First of all, I did follow the golden rule of the smart programmer, i.e. I did change the question: even if the problem asked to read a CSV file, I implemented a get_table generator instead, able to process a generic iterable in the form header+data, where the header is the schema - the ordered list of the field names - and data are the records. The generator returns an iterator in the form header+data, where the data are actually named tuples. The greater generality allows a better reuse of code, and more.
Having followed rule 1, I can make my application more testable, since the logic for generating the namedtuple has been decoupled from the CSV file parsing logic: in practice, I can test the logic even without a file CSV. I do not need to set up a test environment and test files: this is a very significant advantage, especially if you consider more complex situations, for instance when you have to work with a database.

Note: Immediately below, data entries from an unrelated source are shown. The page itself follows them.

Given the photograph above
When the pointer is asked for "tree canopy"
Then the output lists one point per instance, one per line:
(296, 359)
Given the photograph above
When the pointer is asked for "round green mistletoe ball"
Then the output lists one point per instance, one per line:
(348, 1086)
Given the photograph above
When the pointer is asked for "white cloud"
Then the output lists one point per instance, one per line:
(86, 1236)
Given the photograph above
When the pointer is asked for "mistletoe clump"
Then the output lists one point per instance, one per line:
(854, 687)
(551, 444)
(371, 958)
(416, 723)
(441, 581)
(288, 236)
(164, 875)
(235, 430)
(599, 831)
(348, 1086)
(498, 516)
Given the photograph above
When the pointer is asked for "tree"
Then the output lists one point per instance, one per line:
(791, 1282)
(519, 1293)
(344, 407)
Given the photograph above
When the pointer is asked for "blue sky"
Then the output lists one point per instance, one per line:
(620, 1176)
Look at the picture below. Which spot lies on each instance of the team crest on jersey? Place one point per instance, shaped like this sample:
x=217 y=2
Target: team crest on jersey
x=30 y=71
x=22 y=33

Having changed the question from "process a CSV file" into "convert an iterable into a namedtuple sequence" allows me to leave the job of reading the CSV files to the right object, i.e. to csv.reader which is part of the standard library and that I can afford not to test (in my opinion you should not test everything, there are things that must be tested with high priority and others that should be tested with low priority or even not tested at all).
Having get_table at our disposal, it takes just a line to solve the original problem, get_table(csv.reader(fname)): we do not even need to write a hoc library for that.

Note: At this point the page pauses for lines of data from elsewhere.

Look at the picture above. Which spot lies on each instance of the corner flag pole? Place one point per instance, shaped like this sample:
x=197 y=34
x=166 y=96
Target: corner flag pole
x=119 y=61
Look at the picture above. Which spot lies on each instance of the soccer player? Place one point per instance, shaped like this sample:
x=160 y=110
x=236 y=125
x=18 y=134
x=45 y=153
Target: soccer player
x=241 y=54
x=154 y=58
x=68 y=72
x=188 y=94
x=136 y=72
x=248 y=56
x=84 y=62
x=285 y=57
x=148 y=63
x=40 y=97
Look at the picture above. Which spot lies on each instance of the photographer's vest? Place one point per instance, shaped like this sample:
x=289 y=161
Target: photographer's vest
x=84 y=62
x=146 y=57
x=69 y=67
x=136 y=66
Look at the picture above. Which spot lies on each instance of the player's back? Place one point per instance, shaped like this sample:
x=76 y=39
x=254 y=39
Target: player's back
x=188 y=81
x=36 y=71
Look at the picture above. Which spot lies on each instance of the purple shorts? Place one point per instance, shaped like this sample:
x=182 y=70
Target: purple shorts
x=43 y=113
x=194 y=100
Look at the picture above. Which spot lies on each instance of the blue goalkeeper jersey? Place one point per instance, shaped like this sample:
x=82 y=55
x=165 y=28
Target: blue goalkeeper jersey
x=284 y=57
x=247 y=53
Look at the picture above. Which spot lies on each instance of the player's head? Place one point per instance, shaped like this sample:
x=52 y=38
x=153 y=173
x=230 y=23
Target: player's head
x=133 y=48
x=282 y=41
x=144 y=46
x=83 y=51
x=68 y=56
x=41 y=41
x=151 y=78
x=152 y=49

It is trivial to extend the solution to more general cases. For instance, suppose you have a CSV file without header, with the names of the fields known in some other way. It is possible to use get_table anyway, it is enough to add the header at runtime:
get_table(itertools.chain([fields], csv.reader(fname)))

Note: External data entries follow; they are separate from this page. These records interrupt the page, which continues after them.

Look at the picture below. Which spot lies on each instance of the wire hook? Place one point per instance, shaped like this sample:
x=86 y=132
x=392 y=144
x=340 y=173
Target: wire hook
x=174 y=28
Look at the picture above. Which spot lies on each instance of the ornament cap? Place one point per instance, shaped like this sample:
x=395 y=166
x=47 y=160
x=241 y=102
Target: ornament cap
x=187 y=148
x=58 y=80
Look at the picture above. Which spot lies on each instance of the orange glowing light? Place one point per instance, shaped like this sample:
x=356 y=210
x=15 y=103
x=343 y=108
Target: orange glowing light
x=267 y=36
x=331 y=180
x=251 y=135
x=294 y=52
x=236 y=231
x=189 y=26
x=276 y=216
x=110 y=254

For lack of a better name, let me call table the structure header + data. Clearly the approach is meant to convert tables into other tables (think of data mining/data filtering applications) and it will be natural to compose operators working on tables. This is a typical problem begging for a functional approach.
For reasons of technical convenience I have introduced the function headtail; it is worth mentioning that in Python 3.0 tuple unpacking has been extended so that it will be possible to write directly head, *tail = iterable instead of head, tail = headtail(iterable) - functional programmers will recognize the technique of pattern matching of conses.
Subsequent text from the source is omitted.